Oil steady as US storm threat abates, China stimulus disappoints

By Florence Tan

(Reuters) -Oil prices were little changed on Monday (NASDAQ:MNDY) as the threat of supply disruptions from a U.S. storm eased and after China’s stimulus plan disappointed investors seeking fuel demand growth in the world’s No. 2 oil consumer.

Brent crude futures fell 9 cents, or 0.1% to $73.78 a barrel by 0916 GMT while U.S. West Texas Intermediate crude futures were at $70.23 a barrel, down 15 cents, or 0.2%.

Both benchmarks fell more than 2% on Friday.

Beijing’s latest stimulus package announced at the National People’s Congress (NPC) standing committee meeting on Friday fell short of market expectations, IG market analyst Tony Sycamore said in a note, adding that its murky forward guidance hinted at only modest stimulus for housing and consumption.

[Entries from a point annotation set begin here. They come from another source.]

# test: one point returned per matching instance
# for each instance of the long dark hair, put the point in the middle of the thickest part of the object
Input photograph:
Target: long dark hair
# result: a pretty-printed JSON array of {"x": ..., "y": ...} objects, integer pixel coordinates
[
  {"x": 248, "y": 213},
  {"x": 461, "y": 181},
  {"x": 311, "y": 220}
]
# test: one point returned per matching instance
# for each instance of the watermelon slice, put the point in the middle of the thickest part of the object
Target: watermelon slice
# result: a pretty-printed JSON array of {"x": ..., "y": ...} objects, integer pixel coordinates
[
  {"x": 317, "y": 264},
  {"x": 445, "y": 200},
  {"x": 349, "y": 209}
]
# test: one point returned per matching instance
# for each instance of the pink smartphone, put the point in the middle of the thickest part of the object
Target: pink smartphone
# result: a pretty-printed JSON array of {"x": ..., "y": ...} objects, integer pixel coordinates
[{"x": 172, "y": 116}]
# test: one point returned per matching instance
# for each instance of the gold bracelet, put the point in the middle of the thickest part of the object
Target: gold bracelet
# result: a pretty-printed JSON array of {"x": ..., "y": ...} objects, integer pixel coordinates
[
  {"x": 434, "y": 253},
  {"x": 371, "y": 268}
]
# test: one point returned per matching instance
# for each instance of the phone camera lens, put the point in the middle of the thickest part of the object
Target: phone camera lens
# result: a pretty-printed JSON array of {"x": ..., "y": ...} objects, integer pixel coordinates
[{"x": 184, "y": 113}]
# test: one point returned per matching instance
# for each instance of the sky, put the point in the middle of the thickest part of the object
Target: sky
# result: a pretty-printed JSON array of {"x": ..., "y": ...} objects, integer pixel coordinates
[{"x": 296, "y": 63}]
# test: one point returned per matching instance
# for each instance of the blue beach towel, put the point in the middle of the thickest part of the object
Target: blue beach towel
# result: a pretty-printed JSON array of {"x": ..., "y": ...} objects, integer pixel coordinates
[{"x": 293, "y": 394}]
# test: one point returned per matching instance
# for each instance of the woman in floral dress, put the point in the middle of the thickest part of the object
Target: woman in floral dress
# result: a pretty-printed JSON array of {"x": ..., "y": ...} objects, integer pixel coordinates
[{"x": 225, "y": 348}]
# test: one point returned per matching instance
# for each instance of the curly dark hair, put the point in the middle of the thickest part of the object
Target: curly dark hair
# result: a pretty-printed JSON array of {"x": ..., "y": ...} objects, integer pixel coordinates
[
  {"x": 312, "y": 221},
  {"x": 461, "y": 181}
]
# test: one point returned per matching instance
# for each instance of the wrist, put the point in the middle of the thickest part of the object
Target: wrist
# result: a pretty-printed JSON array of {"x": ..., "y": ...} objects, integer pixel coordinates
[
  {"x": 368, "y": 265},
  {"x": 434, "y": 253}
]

The latest support measures will not revive China’s oil demand growth or oil crude oil imports, said Tamas Varga, analyst at oil broker PVM.

Oil consumption in China, the world’s driver of global demand growth for years, has barely grown in 2024 as its economic growth has slowed, gasoline use has declined with the rapid growth of electric vehicles and liquefied natural gas has replaced diesel as a truck fuel.

“After last week’s U.S. presidential election attention is slowly drifting back to the underlying fundamentals,” Varga said.

Oil prices have also eased after concerns about potential supply disruptions from storm Rafael in the U.S. Gulf of Mexico subsided.

More than a quarter of U.S. Gulf of Mexico oil and 16% of natural gas output remained offline on Sunday, according to the offshore energy regulator.

Looking ahead, there were also concerns that U.S. oil and gas output could rise under the new Trump administration although analysts say 2025’s production forecast is unlikely to change.

“We think producers may think twice about turbo-charging U.S. supply in an era when OPEC+ has already staked out plans to gradually raise production targets over the course of 2025,” Tim Evans of Evans Energy said in a note.

Trump’s election promise of hiking import tariffs to boost the U.S. economy has clouded the global economic outlook although expectations that he could tighten sanctions on OPEC producers Iran and Venezuela and cut oil supply to global markets partly caused oil prices to gain more than 1% last week.